Fremlin’s characters aren’t jumping into bed with anyone; they rarely make it into bed at all.
Millar too zeroed in on women keeping watch through the picture window over the open-plan sink. A Stranger in My Grave (1960), for instance, aims to reconstruct what happened in her own life on a particular day—December 2, 1955—that remains a blank in her memory. Where realists of Henry James’s generation substituted irritation for rage as their characters’ dominant emotion, Millar and Fremlin make scatterbrained forgetfulness do the work accomplished in gothic fiction by concussion-induced amnesia. Fremlin’s con artists get away with murder because their victims distrust their own memories after a bad night’s sleep.
Now that Hampstead is being bought up by Russian plutocrats, the not-yet-cool Britannia of The Hours Before Dawn may feel distant. Postwar housing shortages generated lodgers, postwar real-estate speculation generated bedroom suburbs, and postwar social welfare generates an alibi for a psychopath who wants to pose as an orthopedic visiting nurse. Yet Fremlin’s domestic gothic comes out of a more durable tradition. Uncle Paul (1959) is only her most explicit riff on Northanger Abbey—the main update being to replace Austen’s Bath with an off-season RV park.
Fremlin’s turf centers on what Henry James called “those most mysterious of mysteries, the mysteries which are at our own doors.” James was referring to Victorian sensation novelist Mary Elizabeth Braddon, whose plots hinge on sex, whether in the form of seduction or more decorous bigamy. Fremlin’s characters, though, aren’t jumping into bed with anyone; they rarely make it into bed at all. After some red herrings hint that the lodger might hanker after Louise’s husband, the final plot twist reveals the real tug-of-war to be over Louise’s baby. In a space devoid of men during the workday, the Victorian courtship plot gives way to plots of motherhood.
Make that landladyhood, for in recasting Bluebeard’s chamber as a bedsit, Fremlin changes the unit of narrative interest from a family—whether husband or baby—to a household. Hours opens with a neighbor warning Louise to think carefully about making up for her lost wages by renting out a room. It turns out to be good advice, though at the time the neighbor’s grounds for worrying sound lurid: she knows a landlady whose lodgers moved in with a suspiciously heavy parcel, then flitted, leaving behind their imbecile sister.
Shirley Jackson's Two Worlds
By the end of Hours (spoiler alert again), the lodger has walked off with Louise’s baby.

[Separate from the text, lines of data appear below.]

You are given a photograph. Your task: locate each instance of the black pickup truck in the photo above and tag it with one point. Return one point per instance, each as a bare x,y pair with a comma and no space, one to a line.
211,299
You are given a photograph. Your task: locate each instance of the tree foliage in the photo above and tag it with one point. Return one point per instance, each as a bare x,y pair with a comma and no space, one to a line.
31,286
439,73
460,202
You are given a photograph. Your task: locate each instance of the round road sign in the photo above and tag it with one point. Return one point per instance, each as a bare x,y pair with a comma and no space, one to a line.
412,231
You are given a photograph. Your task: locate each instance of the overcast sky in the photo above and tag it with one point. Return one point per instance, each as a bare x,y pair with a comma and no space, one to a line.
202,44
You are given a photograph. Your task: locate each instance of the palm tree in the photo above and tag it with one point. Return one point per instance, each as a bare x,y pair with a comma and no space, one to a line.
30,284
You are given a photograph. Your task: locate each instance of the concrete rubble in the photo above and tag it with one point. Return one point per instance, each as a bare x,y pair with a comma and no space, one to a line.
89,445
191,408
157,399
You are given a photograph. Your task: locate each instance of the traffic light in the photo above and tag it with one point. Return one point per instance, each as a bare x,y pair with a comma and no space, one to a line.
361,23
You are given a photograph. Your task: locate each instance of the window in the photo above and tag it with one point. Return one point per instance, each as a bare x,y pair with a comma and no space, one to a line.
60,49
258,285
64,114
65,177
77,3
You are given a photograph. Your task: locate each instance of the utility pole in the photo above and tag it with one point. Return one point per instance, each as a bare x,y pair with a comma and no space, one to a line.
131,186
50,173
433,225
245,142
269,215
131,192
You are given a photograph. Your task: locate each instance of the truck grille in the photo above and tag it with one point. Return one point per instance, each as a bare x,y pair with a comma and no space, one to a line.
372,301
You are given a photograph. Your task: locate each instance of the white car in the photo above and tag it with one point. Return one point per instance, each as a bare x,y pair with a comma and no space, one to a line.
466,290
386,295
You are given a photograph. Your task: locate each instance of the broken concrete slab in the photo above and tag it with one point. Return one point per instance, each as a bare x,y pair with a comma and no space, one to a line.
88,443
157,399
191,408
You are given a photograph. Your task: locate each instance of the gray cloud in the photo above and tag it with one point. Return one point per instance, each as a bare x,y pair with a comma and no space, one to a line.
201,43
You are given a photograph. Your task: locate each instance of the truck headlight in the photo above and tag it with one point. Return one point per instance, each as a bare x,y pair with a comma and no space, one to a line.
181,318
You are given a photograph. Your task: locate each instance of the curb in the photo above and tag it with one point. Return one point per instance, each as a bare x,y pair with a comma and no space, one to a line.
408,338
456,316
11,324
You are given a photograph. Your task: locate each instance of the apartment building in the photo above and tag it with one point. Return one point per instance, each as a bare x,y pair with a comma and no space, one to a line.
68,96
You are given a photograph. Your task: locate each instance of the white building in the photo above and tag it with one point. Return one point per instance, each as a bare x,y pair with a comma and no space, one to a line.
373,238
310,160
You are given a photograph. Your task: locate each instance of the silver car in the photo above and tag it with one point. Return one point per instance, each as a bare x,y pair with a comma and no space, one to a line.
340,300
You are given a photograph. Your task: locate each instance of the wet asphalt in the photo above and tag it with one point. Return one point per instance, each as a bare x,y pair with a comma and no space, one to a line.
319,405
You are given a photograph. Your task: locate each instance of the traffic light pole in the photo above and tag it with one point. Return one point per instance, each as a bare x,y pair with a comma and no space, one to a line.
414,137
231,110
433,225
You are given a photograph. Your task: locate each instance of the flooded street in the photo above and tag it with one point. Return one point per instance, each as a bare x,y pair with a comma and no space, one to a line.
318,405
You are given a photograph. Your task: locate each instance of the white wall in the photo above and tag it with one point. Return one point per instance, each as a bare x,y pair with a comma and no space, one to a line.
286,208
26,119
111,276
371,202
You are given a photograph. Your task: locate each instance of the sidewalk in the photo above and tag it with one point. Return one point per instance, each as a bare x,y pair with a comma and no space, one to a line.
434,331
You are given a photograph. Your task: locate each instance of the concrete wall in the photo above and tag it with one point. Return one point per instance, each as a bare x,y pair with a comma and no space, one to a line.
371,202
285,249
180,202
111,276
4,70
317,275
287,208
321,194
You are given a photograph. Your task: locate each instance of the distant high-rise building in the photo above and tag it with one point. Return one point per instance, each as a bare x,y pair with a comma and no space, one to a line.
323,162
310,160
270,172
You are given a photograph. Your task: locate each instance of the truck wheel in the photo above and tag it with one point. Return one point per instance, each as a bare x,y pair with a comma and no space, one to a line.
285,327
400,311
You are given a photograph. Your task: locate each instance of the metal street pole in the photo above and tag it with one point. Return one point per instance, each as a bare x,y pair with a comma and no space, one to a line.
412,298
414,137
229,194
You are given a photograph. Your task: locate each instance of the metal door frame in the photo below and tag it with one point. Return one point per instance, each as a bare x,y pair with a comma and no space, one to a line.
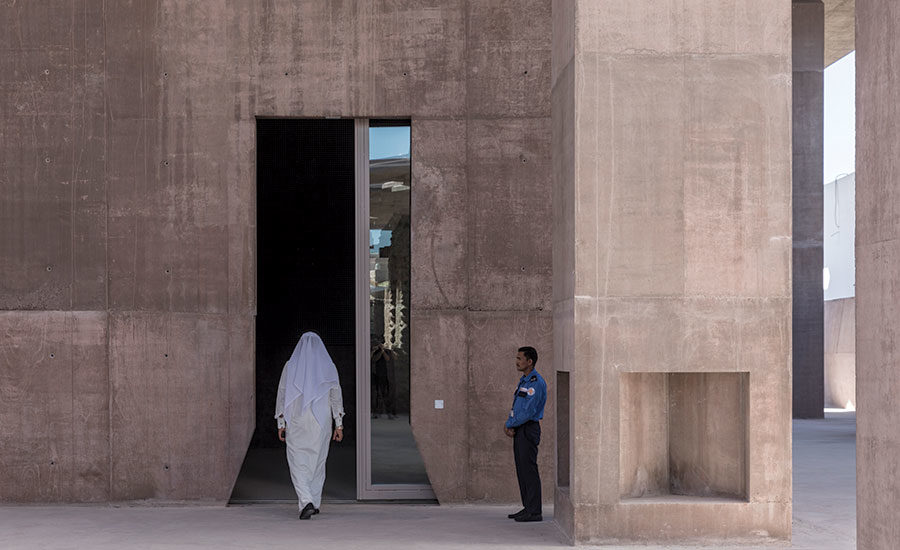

Perhaps the most frightening thing about its plot is the spectacle of an older economy in which crime serves to avoid caretaking responsibilities—hiding your disabled sister in a cardboard box or, more classically, drowning your baby in the pond—being replaced by a low-birth-rate welfare state in which the need to be needed drives crime.
In a later novel, Possession, from 1969, Fremlin depicts an overprotective mother who inspires in more permissive mothers “the same flush of pitying scorn that virtuous women used to feel on coming into contact with prostitutes.” Since that time, the replacement of husband by baby has become nigh-on complete. So far, how-to books and satire are the main genres to have emerged from American attachment parenting. One wonders what new novelistic forms will eventually do justice to the dark nights of its practitioners’ souls.